Reputation: 1017
I have 2 data frames, and i'd like to get the first data frame that contains data from the second data frame, based on the their index. The catch is that I do it iteratively and the columns index numbers of only the first df increase by one with each iteration, so it causes error.
example to that would be: First df after first iteration:
0
440 7.691
Second df after first iteration (doesn't change after each iteration):
1
0 M
1 M
2 M
3 M
4 M
.. ..
440 B
441 M
442 M
when i ran the code, I get the wanted df:
df_with_label = first_df.join(self.second_df)
0 1
440 7.691 B
After second iteration, my first df in now:
1
3 10.72
and when i run the same df_with_label = first_df.join(self.second_df)
i'd like to get:
1 2
3 10.72 M
But I get the error:
ValueError: columns overlap but no suffix specified: Int64Index([1], dtype='int64')

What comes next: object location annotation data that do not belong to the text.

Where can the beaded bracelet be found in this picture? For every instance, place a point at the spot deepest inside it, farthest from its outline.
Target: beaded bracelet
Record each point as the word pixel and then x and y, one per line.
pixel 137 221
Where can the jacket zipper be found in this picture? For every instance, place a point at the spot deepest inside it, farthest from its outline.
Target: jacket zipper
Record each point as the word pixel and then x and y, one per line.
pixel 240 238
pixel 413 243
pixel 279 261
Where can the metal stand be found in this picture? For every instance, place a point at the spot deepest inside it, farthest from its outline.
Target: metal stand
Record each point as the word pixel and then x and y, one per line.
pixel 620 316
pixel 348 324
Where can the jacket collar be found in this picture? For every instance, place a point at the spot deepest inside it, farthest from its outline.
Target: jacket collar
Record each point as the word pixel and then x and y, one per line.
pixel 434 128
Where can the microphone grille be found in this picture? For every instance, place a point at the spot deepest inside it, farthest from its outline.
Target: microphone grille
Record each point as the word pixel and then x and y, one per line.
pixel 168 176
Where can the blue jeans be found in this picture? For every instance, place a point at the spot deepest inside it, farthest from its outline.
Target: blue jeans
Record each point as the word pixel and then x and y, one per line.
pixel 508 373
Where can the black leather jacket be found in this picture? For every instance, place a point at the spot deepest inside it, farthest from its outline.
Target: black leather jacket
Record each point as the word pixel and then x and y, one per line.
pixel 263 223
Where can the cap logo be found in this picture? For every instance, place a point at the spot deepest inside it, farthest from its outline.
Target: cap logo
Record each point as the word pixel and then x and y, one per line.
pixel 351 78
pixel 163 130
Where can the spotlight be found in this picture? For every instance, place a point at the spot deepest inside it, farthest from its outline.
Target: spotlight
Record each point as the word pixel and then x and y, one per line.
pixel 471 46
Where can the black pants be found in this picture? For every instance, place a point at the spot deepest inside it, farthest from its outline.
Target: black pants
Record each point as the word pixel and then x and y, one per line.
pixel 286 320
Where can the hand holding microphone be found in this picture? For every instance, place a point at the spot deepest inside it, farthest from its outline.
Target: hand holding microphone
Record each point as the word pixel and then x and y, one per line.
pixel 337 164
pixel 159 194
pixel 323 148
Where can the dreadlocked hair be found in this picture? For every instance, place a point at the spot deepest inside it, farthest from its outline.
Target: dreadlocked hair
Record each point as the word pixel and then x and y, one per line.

I'm guessing it has a problem with the fact that the index of the column of the first df is 1 after the second iteration, but don't know how to fix it. i'd like to keep the index of the first column to keep increasing.
The best solution would be to give the second column different name, so like:
1 class
3 10.72 M
Any idea how to fix it?
Upvotes: 0
Views: 51
Reputation: 1130
If I got it right your second dataframe doesn't change with iterations so why don't you just change its column name once and for all:
second_df.columns=['colname']
this should solve your naming conflicts.
Upvotes: 1
Reputation: 13387
Try:
df_with_label = first_df.join(self.second_df, rsuffix = "_2")
The thing is - df_with_label
and second_df
both have column 1
, so the rsuffix
will add "_2"
to the second_df column name "1" := "1_2"
. You join on indexes, so every other column is shown on default - so you need to avoid naming conflicts.
REF https://pandas.pydata.org/pandas-docs/stable/reference/api/pandas.DataFrame.join.html
Upvotes: 1